Teaching is one of very few professions that expects new employees to be masters of their craft — where they handle all of the responsibilities of long-serving veterans — on their first day on the job. Historically, new teachers have received limited exposure to life in the classroom. Even today, most traditional preparation programs require new teachers to spend only 12 weeks in the classroom before becoming a full-time teacher.
“Trading Coursework for Classroom: Realizing the Potential of Teacher Residencies” from Bellwether Education Partners outlines a promising deviation from this structure. Teacher residents receive almost all of their training in their future job site: they spend at least a year in a pre-K through 12 classroom under the guidance of a highly effective mentor teacher and take coursework that is tightly linked to and builds upon their experiences in the classroom.
Evidence suggests that the residency model is better for students, schools, and future teachers. On average, completers of residency programs come from more diverse backgrounds, are more likely to teach in shortage subject areas, have higher retention rates, and receive higher marks on principal satisfaction surveys than teachers from traditional preparation programs.
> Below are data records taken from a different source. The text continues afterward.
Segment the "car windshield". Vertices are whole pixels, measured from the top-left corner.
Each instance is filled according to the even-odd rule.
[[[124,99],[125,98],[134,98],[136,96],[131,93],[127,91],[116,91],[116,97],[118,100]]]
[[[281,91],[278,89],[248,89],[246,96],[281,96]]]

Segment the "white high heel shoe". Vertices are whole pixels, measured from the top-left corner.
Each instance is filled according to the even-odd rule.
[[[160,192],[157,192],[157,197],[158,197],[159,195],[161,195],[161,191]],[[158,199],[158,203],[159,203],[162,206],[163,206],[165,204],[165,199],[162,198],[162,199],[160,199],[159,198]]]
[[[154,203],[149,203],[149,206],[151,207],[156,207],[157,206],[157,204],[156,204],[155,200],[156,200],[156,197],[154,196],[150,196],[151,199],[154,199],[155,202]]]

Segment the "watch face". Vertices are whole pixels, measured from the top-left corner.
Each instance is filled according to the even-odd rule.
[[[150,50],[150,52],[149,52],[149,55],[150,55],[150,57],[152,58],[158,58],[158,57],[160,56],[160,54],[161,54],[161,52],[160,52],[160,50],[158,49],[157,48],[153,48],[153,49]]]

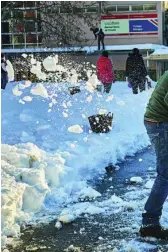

Residency programs allow teacher candidates to practice teaching from the beginning of their training, granting them a view into their potential profession before investing thousands of dollars and hundreds of hours. And local education agencies have more control over their teacher pipelines as they tailor programs to prepare the type of teachers that their schools need.
Yet residencies have proliferated relatively slowly, and today make up only a small percentage of teacher preparation providers nationally. The primary barrier limiting residencies’ growth — whether that’s the expansion of existing residencies or the development of new ones — is cost. But as discussed in this paper, residency programs are perceived to be more expensive than they are, and there are external factors, both policy and practical, that limit their scale and impact and exaggerate their cost.
To realize the potential of residency programs, the field needs to dramatically shift its regulation of teacher preparation quality. Without these changes, residency programs will be trapped in their current policy context — and future teachers and students will suffer because of it.